雅也の前でこんな事を考えるなんて、と罪悪感で胸がひりつき、まだ彼に対する気持ちがあるのだと自覚してしまった。


「あのね、私浮気したの。雅也以外の人と寝たんだ」


3年間の付き合いの中で、私は初めて雅也が傷つく姿を見た。
端正な顔がぐにゃりと歪み、目から光が消えたのを見て、罪悪感だけではなく優越感やほの暗い悦びも感じてしまった。
そして、そんな自分の汚さにどうしようもなく嫌気が差した。


「もしかして、真尋先輩?」


なぜ、その名前が。
まさかいきなり真尋先輩の名前が出てくるとは思わず、私は言葉を詰まらせた。
その様子は雅也から見たら肯定しているように見えたのだろう。
そうか、と一言呟いて彼は俯いた。

実際に浮気相手は先輩なのだから、間違ってはいない。
だが、心のどこかで私はモヤモヤとした何かを感じていた。

そうだけど、そうじゃない。
国語力の低すぎる要領を得ない一言が頭の中でぐるぐると回る。


「先輩が楓のことを好きなのは知っていたから、もしかしてって思ったんだ。そうか……」


私自身は気づかなかったことを雅也は知っていたという、その事実にも衝撃が走る。
しばらく無言の時間が流れ、雅也が静かに切り出した。


「わかった。別れよう」


こうして、私の初恋は幕を閉じた。
すっかり食欲なんかなくなって、私たちは何も頼まずにタイ料理屋を出た。
炭酸が抜けてぬるくなった妙に甘いバタフライピーソーダの味がしつこく舌に残る中、二人で駅まで歩く。
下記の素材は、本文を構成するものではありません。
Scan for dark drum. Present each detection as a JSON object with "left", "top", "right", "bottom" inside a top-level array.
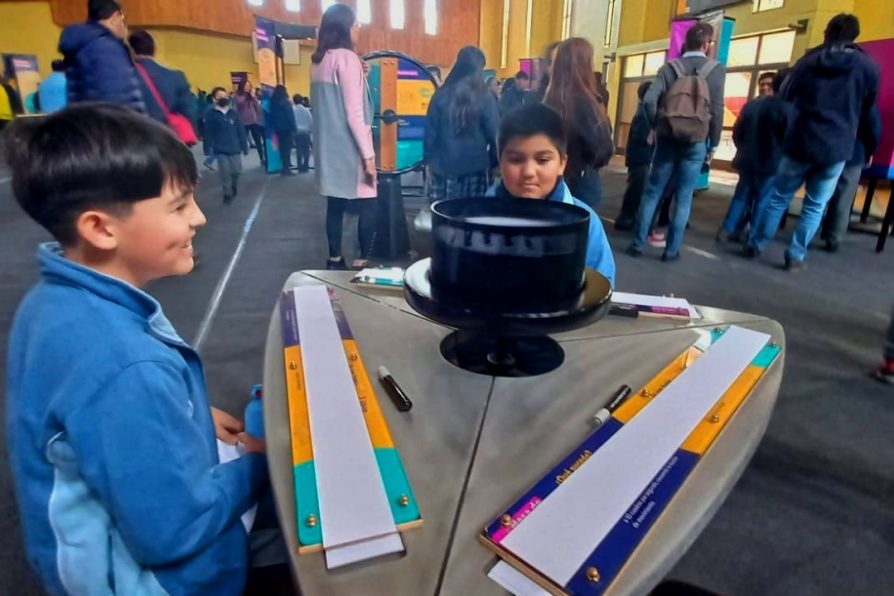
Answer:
[{"left": 430, "top": 198, "right": 590, "bottom": 313}]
別れる以上は、もうこんな風に二人で夜に出歩いたりしない。
今までのように休日を一緒に過ごしたり、誕生日を二人きりで過ごしたりもしない。

当たり前のことなのに、分かりきっていたはずのことなのに、手放したものがあまりにも大きく感じて、別れを切り出しておきながら涙が止まらなかった。


「楓、今までありがとう……好きになれなくてごめん」


改札前で雅也が最後に言ったこの一言は、私をどこまでも落ち込ませたけど、同時にすっきりさせてもくれた。

やはり、彼は私を好きではなかったのだ。